Holistic fitness: Food for exercise

Photo: Getty Images
Photo: Getty Images
If we think of fats, proteins and carbohydrates (macronutrients) as the building blocks of our food, then vitamins and minerals (micronutrients) are the nuts and bolts.

Both types of nutrients work together. Imagine building a car without the nuts and bolts. It would be little more than a pile of parts.

Each type of nutrient, both macro and micro, plays a role in enabling the body to function at its best, prior to, during and after exercise.

Nutrition and exercise

Macronutrients

Carbohydrates should make up 50-65% of your daily nutrition input. They are the most valuable source of fuel for exercise lasting up to 30 minutes.

Fats should make up 20-35% of your daily input. They are the primary source of fuel for exercise lasting more than 30 minutes.

Proteins 10-30% of your daily input. Mainly used to replenish broken-down muscle tissue after exercise.

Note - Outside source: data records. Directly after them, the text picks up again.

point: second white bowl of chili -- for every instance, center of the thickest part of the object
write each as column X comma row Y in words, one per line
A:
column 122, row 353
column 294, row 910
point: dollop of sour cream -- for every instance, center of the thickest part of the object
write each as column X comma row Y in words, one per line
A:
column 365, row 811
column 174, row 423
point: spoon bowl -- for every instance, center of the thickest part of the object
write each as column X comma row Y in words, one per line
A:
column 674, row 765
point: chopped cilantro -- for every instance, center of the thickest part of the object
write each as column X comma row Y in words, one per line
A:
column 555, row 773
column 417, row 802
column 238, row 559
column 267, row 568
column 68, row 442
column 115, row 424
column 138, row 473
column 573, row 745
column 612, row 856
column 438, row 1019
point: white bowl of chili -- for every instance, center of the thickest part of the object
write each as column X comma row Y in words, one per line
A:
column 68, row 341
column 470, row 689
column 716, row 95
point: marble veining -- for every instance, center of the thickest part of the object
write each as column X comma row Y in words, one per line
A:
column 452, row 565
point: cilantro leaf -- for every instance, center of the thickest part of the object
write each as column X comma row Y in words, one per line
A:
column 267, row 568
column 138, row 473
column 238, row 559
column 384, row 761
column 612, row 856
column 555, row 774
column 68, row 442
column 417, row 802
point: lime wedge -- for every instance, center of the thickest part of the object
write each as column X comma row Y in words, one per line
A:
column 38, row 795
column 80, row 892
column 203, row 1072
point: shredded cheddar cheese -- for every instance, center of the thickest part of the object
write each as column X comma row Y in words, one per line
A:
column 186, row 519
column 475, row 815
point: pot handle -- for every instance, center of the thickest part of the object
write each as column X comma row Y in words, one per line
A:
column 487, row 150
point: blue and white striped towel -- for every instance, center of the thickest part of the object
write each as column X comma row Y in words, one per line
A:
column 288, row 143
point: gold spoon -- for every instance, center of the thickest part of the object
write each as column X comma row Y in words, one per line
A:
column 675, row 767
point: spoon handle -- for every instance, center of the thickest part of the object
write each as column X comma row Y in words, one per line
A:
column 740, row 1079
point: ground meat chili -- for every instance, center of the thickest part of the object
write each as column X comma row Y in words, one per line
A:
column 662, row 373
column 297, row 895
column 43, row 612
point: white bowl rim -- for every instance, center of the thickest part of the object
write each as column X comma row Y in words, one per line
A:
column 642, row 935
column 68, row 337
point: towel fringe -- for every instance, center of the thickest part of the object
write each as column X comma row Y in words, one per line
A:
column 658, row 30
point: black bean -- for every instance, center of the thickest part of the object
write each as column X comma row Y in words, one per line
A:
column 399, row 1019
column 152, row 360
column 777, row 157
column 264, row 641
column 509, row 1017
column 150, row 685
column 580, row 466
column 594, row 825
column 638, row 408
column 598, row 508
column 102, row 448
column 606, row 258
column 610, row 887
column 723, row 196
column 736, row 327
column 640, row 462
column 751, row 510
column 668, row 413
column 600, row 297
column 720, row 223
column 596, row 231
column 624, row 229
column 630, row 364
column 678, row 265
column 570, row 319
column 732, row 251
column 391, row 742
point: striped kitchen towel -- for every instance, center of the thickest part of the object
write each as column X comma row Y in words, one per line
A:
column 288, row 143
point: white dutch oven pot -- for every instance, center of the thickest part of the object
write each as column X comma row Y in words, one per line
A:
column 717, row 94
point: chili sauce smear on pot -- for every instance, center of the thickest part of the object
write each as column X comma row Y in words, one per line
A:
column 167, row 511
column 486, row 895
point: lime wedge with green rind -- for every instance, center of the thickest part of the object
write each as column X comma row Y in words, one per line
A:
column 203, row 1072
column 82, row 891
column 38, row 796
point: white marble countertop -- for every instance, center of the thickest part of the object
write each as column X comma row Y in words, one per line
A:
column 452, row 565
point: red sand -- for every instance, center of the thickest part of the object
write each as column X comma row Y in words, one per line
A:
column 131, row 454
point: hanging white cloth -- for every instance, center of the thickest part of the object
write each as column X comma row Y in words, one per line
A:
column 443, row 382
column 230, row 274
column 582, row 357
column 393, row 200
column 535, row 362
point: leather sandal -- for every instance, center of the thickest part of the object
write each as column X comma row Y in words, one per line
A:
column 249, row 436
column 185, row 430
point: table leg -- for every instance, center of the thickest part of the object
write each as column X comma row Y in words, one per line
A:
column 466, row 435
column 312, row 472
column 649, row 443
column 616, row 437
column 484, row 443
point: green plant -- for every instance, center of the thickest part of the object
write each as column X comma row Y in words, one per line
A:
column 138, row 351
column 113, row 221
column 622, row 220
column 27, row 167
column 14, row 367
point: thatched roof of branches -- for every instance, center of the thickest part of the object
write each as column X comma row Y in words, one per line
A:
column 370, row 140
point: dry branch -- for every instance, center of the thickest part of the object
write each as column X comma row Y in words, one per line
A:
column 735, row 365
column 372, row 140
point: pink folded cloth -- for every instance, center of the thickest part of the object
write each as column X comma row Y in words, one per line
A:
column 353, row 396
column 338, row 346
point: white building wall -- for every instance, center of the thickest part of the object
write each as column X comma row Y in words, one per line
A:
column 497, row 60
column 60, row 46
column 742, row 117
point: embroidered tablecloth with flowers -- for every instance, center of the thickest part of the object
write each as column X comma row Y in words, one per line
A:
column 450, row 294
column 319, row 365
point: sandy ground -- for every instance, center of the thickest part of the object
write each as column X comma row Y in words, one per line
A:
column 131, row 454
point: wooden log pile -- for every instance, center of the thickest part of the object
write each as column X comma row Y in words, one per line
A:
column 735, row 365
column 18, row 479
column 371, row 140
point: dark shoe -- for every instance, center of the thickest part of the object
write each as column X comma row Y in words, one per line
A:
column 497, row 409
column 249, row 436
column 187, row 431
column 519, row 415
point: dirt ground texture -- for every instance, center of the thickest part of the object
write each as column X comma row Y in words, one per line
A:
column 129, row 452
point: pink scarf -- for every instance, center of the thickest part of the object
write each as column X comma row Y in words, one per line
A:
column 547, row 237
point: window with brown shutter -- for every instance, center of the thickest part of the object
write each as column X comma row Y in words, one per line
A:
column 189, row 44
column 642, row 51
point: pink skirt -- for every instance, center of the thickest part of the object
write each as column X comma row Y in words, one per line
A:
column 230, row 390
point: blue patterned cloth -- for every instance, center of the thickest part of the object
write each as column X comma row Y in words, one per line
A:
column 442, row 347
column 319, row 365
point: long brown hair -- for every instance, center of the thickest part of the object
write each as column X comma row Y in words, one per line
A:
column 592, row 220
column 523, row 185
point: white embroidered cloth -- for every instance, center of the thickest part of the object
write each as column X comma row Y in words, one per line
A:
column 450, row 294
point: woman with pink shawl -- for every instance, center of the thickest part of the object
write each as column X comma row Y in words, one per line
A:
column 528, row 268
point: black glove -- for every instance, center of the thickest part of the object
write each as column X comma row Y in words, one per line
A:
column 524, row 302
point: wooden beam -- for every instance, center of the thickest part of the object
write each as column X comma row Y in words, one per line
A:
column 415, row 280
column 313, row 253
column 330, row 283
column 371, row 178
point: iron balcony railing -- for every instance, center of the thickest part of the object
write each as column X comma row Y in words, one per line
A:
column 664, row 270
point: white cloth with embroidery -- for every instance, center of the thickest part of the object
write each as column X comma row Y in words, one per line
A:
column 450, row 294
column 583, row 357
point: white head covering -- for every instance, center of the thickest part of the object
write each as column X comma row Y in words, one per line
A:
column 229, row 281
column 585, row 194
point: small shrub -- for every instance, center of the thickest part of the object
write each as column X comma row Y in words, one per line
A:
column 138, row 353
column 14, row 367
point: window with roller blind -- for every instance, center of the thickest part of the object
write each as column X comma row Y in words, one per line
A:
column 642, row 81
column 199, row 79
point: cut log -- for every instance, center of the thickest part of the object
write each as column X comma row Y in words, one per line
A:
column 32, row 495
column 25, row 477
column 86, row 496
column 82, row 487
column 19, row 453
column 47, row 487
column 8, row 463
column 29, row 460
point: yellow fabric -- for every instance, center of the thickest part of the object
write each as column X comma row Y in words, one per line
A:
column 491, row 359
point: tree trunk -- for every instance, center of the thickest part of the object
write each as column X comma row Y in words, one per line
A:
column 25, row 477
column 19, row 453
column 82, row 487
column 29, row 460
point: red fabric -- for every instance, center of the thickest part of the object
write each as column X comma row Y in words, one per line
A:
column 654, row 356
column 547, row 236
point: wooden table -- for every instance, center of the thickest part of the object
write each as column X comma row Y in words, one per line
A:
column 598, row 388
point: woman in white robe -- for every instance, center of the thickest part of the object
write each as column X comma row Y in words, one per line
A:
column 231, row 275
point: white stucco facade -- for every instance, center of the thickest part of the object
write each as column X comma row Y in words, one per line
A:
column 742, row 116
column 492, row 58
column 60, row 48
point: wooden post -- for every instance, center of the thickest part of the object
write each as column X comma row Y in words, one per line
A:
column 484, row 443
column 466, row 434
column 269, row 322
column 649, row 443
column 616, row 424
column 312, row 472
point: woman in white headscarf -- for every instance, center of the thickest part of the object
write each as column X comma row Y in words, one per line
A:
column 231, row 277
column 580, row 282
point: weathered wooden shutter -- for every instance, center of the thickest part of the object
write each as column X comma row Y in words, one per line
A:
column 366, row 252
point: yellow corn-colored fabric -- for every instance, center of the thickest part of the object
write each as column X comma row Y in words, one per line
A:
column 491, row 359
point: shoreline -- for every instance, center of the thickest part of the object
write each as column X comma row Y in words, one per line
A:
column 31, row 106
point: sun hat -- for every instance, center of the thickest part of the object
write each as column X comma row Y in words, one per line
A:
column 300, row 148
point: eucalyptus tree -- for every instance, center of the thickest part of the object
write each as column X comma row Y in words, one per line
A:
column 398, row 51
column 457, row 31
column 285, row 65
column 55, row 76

NB: The precise quantities (percentage) of macronutrients to consume depends upon the type of exercising you are doing.

For example, someone primarily focusing on strength training will consume a higher percentage of protein  than someone training for a marathon, who will consume a higher percentage of fats and carbohydrates.

Micronutrients

In most cases, a varied and balanced diet (from eating a balance of the macronutrients listed above) will provide the vitamins and minerals a person needs to support a well-designed exercise programme.

Vitamins and minerals boost the immune system, support growth and development, and help cells and organs do their jobs.